L’une des éditorialistes du Wall Street Journal, Peggy Noonan, qui ne doit pas être de ses partisans, écrit ceci à propos du sénateur de l’Illinois :
« La grande force de Barack Obama n’est pas son éloquence. Quand vous regardez M. Obama faire un discours, vous vous penchez en avant et pensez : C’est bon. Il est engageant. J’aime sa façon de parler. Et après ça, tous les commentateurs disent de lui qu’il est “incroyablement éloquent’’… Mais en fait, quand vous allez sur Internet, trouvez une transcription du discours et l’imprimez pour la lire, c’est-à-dire quand vous retranchez M. Obama et laissez ses mots parler d’eux-mêmes, vous vous rendez compte que le discours n’était pas spécialement intéressant…

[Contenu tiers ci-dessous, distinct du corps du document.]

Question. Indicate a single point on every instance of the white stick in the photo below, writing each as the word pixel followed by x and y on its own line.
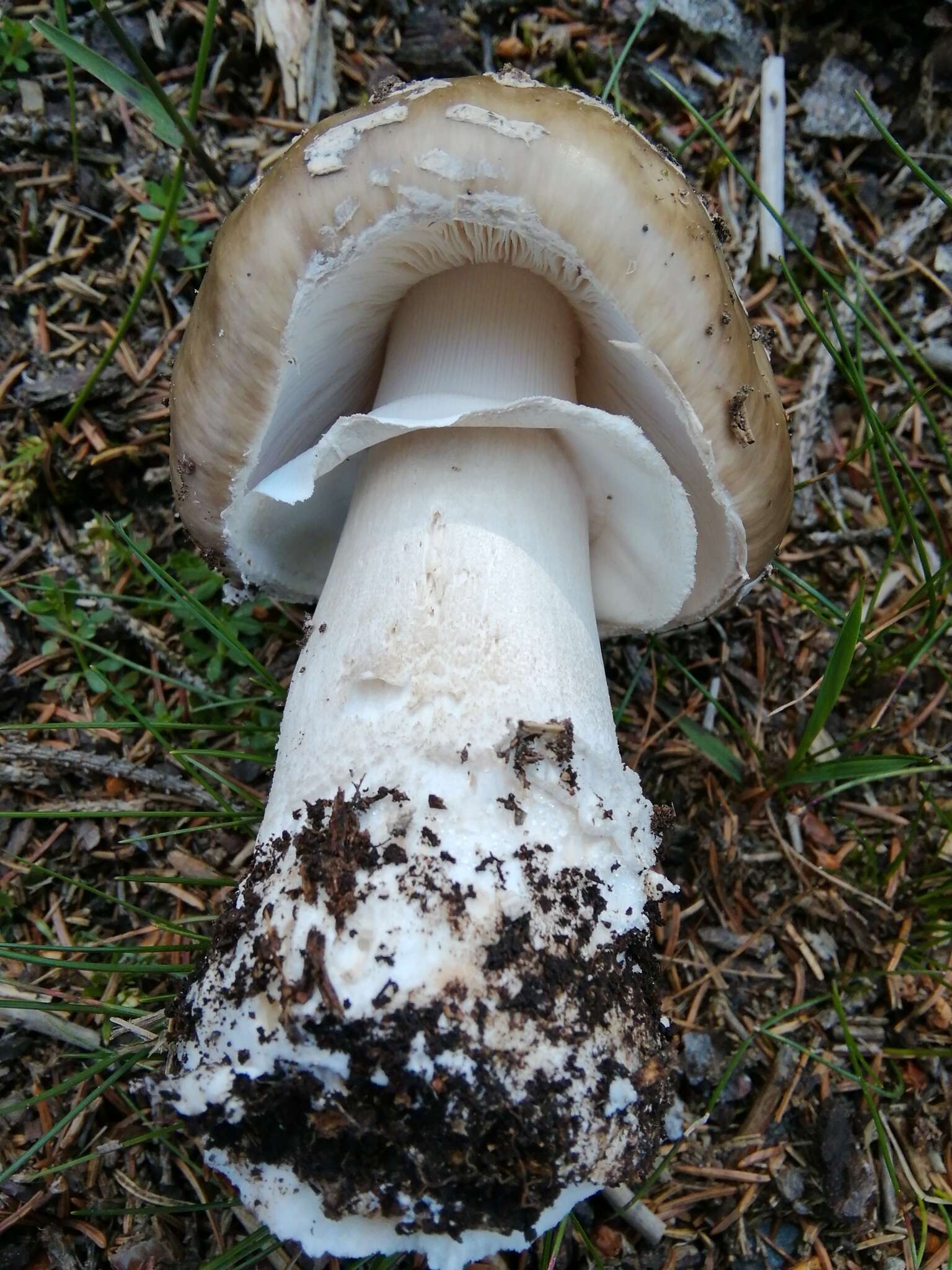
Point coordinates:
pixel 774 107
pixel 638 1215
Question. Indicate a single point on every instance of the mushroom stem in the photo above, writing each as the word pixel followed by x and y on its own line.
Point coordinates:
pixel 459 603
pixel 430 1020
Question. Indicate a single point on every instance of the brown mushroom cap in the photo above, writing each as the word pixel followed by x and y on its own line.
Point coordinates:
pixel 289 326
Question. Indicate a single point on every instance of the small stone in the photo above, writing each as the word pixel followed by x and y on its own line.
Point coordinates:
pixel 607 1240
pixel 31 97
pixel 831 109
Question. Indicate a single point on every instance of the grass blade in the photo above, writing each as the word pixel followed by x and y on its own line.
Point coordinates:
pixel 102 69
pixel 833 680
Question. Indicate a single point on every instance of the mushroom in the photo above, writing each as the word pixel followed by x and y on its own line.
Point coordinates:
pixel 467 366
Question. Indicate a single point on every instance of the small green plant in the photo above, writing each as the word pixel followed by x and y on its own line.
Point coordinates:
pixel 15 50
pixel 187 233
pixel 19 474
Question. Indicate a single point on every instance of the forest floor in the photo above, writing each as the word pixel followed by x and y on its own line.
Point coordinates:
pixel 803 739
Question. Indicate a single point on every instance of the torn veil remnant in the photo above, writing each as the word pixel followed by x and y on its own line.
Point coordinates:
pixel 459 368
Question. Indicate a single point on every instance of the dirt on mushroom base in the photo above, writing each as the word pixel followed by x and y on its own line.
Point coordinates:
pixel 490 1156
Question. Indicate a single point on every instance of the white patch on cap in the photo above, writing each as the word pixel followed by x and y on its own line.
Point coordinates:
pixel 513 78
pixel 518 130
pixel 425 202
pixel 454 168
pixel 327 153
pixel 346 213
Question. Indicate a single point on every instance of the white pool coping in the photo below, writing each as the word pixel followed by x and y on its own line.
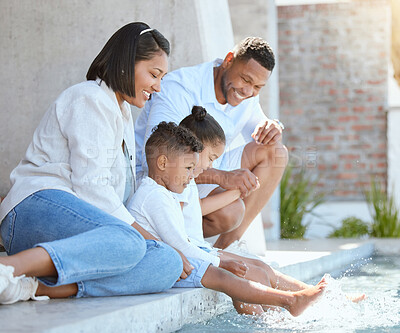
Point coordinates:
pixel 169 311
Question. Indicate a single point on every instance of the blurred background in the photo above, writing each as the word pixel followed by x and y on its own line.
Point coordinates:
pixel 334 88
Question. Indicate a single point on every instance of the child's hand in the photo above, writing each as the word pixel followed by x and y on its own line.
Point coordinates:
pixel 238 268
pixel 187 267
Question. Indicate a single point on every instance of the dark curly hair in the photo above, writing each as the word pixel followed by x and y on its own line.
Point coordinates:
pixel 255 48
pixel 204 126
pixel 169 138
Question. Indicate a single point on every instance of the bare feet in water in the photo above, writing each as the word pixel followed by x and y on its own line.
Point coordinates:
pixel 356 298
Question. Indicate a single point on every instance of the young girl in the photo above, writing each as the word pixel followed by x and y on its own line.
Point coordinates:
pixel 64 220
pixel 209 132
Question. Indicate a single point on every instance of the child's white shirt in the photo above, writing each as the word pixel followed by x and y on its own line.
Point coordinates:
pixel 158 211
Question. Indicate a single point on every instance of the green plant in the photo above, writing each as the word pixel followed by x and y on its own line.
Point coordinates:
pixel 352 227
pixel 384 212
pixel 298 197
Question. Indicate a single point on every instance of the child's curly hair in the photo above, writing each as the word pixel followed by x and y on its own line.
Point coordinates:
pixel 169 138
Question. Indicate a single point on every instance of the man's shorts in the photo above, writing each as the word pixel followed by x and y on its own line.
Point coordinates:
pixel 194 279
pixel 231 160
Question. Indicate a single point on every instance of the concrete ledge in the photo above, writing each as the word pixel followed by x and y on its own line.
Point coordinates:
pixel 171 310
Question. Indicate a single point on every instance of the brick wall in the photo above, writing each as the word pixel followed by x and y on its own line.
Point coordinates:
pixel 333 91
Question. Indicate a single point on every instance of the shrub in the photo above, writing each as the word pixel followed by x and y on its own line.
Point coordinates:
pixel 298 197
pixel 352 227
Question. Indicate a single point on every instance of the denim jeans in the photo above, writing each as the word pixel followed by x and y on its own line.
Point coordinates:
pixel 102 254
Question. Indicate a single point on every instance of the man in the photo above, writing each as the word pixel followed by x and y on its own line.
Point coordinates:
pixel 228 89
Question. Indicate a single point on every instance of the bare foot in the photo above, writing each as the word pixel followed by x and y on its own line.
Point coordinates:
pixel 356 298
pixel 304 298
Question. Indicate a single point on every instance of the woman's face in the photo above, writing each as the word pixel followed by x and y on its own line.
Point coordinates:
pixel 209 154
pixel 148 75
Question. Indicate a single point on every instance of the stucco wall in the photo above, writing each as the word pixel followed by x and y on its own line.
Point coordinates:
pixel 48 45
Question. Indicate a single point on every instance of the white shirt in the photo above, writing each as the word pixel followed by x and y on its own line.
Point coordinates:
pixel 180 91
pixel 158 211
pixel 77 148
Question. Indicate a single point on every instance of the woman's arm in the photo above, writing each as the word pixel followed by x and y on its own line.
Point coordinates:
pixel 217 201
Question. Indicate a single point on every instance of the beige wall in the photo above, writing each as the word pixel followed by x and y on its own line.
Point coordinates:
pixel 48 45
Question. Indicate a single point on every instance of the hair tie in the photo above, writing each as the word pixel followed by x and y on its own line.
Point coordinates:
pixel 145 30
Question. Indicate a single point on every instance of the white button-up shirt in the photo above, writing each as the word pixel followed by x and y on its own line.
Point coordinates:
pixel 77 148
pixel 180 91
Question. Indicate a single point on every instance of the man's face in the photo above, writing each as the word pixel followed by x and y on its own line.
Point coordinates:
pixel 242 80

M. Obama est magnétique, interagit avec le public, martèle un refrain : ‘‘Yes, we can’’. C’est bon, et comparé à Hillary Clinton et à John McCain, qui ne semblent, ni l’un ni l’autre, vraiment aimer faire des discours, ça paraît meilleur que ça n’est. Mais est-ce de l’éloquence ? Non. L’éloquence, c’est une pensée profonde exprimée avec des mots précis. Chez M. Obama la partie “pensée profonde” est manquante. Ce qui est présent, ce sont les sentiments. »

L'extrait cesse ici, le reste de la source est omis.